Following irradiation, glial cells may undergo mitotic cell death. Furthermore, we observed in a previous study that a large percentage of neurons underwent delayed apoptosis subsequent to irradiation (18). Thus, comparing the radiosensitivities of neurons and glial cells based on their AIs at 24 h after irradiation can be difficult. A number of studies have shown that the ability to repair radiation damage differs among sites (10,21). Eriksson et al (10) reported that adult neurogenesis occurs in both the SVZ and the SGL, and Seaberg et al (21) showed that stem cells with pluripotency and self-renewal ability were present in the SVZ, while the SGL contained predominantly neural progenitor cells without pluripotency and fewer stem cells. In other words, due to the presence of radioresistant and pluripotent stem cells in the SVZ, neurogenesis may occur following irradiation in this area, whereas recovery subsequent to irradiation may be poor in the SGL where the number of the stem cells is limited.
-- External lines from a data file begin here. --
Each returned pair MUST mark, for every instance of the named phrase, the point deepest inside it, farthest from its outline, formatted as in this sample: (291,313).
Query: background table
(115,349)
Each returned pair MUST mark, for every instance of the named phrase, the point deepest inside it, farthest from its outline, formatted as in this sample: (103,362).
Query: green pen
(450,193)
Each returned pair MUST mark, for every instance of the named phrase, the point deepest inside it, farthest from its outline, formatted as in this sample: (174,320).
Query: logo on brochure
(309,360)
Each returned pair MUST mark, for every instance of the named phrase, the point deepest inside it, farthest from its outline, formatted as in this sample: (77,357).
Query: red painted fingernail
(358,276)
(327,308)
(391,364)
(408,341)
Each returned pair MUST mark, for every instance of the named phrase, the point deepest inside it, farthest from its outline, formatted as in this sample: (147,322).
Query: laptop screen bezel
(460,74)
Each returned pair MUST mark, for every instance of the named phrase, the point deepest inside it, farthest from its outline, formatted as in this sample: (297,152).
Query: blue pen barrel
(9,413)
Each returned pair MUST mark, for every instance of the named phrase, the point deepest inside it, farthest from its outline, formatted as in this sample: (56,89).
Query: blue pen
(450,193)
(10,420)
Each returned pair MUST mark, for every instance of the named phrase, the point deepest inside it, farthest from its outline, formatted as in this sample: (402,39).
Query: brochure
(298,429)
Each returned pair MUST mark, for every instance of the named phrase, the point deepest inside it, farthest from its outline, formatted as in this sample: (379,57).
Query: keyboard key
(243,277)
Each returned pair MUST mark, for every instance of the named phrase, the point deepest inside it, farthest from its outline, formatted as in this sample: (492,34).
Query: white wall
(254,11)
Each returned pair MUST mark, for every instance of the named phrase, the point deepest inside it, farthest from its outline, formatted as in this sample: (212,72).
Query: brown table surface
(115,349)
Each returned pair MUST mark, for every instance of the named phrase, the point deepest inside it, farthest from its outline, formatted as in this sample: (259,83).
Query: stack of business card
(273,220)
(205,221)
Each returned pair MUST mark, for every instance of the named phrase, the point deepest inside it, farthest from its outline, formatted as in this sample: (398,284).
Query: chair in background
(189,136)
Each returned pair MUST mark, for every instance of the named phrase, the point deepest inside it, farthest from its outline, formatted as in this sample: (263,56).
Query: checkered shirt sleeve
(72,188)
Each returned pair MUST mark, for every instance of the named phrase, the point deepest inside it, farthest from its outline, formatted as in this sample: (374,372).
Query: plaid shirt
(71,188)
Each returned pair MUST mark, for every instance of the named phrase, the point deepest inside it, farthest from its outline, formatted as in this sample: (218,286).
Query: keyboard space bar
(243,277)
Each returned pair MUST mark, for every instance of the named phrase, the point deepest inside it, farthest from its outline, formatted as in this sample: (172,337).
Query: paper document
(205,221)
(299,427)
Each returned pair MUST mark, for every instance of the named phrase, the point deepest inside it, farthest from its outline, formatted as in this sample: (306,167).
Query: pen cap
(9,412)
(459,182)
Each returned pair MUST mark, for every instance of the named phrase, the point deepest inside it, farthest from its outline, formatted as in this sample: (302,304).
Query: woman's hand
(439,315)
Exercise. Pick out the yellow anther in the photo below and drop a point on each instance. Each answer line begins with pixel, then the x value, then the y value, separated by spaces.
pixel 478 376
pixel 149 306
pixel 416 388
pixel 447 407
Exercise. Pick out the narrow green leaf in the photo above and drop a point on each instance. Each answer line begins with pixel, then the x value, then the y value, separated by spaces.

In a study by Hellström et al (22), the volume and rate of DNA synthesis following whole brain irradiation were reported to be significantly higher in the SVZ than in the SGL (22). Glial cells have the ability to proliferate, such that damaged glial cells can be replaced by gliogenesis. Therefore, to understand the mechanisms underlying the adverse effects of radiation therapy on the brain, the neurogenesis, restoration of glial cells and secondary effects due to brain blood vessels being impaired by irradiation must all be taken into consideration. Furthermore, radiation effects on the brain may vary according to the irradiation site, extent and dose, due to the heterogeneous distribution of neural stem cells.

In conclusion, the radiosensitivities of neurons and glial cells, obtained from the same rat brain, were evaluated by examining the number of cells undergoing radiation-induced apoptosis. The results showed both glial cells and neurons to be radiosensitive at 7 DIV, whereas only glial cells were radiosensitive at 21 DIV; neurons exhibited radioresistance at 21 DIV. Further studies are required to elucidate the mechanisms underlying the late adverse effects of radiation therapy on the CNS.